Bij het uitbreken van de Tweede Wereldoorlog wonen Hein en Martha Snapper met hun zes jonge kinderen in Naaldwijk. Hein wordt actief in het verzet. In 1942 helpen hij en zijn vrouw de Joodse familie De Hartog uit Rotterdam. De Snappers nemen moeder Rosa de Hartog in dienst als huishoudster. Zij blijft gedurende de rest van de oorlog bij het gezin.
Voor vader Levy (Leen) en de kinderen Annie, Esther, Jacques, Salomon en Truus de Hartog regelt Snapper elders onderdak. Tijdens de onderduikperiode zorgt hij ervoor dat Leen en Truus op een dag in het geheim een aantal uren met Rosa in de Naaldwijkse woning kunnen doorbrengen. Truus, en later ook Annie, komen bovendien regelmatig bij de Snappers eten. In de winter van 1944 worden Duitse soldaten in de woning van Snapper ingekwartierd. De ware identiteit van de Joodse huishoudster blijft al die tijd verborgen.

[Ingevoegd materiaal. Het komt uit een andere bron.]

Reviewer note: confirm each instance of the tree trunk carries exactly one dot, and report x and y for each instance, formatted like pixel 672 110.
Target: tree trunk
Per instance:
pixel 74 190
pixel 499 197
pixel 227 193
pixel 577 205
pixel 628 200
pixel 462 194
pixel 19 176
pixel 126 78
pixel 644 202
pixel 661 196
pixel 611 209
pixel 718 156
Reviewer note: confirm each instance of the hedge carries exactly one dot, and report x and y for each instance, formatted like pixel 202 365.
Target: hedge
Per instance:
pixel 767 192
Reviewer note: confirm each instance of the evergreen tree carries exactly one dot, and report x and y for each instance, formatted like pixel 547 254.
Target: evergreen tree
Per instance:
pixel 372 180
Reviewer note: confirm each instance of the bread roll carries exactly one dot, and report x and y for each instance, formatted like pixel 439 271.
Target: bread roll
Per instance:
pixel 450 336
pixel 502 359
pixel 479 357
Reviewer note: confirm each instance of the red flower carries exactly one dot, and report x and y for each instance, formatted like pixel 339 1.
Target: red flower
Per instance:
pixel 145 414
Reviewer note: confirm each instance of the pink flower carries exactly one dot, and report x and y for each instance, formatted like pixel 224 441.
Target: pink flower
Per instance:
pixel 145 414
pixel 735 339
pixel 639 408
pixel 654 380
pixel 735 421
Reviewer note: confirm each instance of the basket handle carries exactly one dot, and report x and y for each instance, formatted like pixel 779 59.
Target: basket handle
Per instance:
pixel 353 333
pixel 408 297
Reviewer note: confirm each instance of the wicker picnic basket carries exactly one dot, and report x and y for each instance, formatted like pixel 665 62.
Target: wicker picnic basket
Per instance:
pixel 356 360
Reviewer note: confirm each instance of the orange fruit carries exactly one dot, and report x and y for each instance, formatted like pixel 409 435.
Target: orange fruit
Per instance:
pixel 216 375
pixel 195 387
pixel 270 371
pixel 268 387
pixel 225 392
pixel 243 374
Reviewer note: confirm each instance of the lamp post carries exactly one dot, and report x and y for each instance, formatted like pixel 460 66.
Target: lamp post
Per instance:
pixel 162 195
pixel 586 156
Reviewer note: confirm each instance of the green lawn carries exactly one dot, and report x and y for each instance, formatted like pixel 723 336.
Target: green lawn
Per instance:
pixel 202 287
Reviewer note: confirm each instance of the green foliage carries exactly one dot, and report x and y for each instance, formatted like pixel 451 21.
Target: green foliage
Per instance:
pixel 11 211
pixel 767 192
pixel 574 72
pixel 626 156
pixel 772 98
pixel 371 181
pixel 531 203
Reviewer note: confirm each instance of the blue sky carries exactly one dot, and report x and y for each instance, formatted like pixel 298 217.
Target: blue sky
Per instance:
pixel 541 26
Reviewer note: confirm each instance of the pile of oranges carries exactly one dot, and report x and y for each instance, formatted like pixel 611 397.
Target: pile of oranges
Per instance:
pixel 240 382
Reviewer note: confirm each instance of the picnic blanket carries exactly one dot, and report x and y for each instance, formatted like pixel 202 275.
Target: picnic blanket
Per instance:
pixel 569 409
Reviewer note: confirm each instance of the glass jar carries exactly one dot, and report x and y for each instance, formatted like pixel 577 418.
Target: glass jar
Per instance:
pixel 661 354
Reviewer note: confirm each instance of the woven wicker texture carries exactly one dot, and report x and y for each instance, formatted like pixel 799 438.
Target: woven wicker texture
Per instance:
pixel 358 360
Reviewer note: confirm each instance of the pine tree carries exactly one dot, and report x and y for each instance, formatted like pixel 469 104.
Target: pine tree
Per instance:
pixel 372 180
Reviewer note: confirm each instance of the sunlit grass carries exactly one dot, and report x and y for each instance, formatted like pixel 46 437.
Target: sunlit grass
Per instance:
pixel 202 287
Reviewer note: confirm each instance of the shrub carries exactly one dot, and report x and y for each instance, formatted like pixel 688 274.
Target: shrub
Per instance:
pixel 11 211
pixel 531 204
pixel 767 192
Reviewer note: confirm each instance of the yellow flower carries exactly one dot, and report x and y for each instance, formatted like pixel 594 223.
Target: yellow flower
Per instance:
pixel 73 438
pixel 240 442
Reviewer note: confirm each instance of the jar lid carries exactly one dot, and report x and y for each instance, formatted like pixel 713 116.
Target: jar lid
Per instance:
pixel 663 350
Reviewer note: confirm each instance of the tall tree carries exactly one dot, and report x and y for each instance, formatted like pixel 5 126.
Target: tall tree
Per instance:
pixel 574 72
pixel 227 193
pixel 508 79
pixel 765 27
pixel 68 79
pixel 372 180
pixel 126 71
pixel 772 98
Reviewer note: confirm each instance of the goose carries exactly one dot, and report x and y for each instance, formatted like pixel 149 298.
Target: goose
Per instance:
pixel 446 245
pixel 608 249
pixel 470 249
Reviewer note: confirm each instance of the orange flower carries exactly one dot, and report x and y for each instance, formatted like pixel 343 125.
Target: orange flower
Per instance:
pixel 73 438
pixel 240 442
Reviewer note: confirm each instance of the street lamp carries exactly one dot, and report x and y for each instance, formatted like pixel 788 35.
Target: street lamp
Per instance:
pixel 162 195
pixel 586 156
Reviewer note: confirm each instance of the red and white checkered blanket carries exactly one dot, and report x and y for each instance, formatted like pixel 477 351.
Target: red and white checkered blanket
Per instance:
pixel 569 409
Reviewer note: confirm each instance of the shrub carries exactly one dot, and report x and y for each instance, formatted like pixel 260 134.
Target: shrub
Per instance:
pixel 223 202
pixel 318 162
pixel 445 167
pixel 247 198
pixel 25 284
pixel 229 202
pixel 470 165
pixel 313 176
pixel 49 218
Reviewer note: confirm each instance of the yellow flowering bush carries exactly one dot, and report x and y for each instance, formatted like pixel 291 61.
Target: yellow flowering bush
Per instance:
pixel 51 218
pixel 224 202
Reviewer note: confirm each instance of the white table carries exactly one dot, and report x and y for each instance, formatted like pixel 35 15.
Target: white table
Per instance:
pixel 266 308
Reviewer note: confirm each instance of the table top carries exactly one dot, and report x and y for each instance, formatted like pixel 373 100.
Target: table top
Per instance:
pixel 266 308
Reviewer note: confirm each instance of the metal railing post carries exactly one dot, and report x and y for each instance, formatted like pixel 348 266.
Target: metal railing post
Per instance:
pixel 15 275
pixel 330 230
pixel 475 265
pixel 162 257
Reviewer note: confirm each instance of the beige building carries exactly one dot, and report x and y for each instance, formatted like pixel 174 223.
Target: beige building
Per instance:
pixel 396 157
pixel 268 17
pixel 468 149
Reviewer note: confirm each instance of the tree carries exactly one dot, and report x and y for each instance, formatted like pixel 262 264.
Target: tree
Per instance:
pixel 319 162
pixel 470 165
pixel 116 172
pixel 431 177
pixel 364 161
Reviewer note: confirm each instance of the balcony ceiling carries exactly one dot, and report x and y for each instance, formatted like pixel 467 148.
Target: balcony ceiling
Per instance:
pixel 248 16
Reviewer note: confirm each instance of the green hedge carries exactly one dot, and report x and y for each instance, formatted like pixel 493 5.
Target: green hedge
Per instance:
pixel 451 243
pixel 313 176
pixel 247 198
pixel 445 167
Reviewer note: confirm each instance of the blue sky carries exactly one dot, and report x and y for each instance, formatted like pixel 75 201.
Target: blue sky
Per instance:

„Als gevolg van de inspanningen van Hein en Martha Snapper overleefden alle leden van het gezin De Hartog in hun verschillende schuilplaatsen de oorlog”, stelt Yad Vashem in een verklaring vanwege de uitreiking van de onderscheiding rechtvaardige onder de volkeren. In aanwezigheid van onder anderen twee kinderen De Hartog en vijf kinderen Snapper, die tegenwoordig allemaal in de Verenigde Staten wonen, worden in oktober 2007 tijdens een „emotionele bijeenkomst” de namen van Hein en Martha Snapper op de Muur van de Rechtvaardigen in de tuin van Yad Vashem onthuld.
Namens de familie De Hartog voert Truus tijdens de plechtigheid het woord. „Hij die een mens redt is als hij die een hele wereld redt. Dat is wat mijn ouders altijd speciaal over de Snappers hebben gezegd.”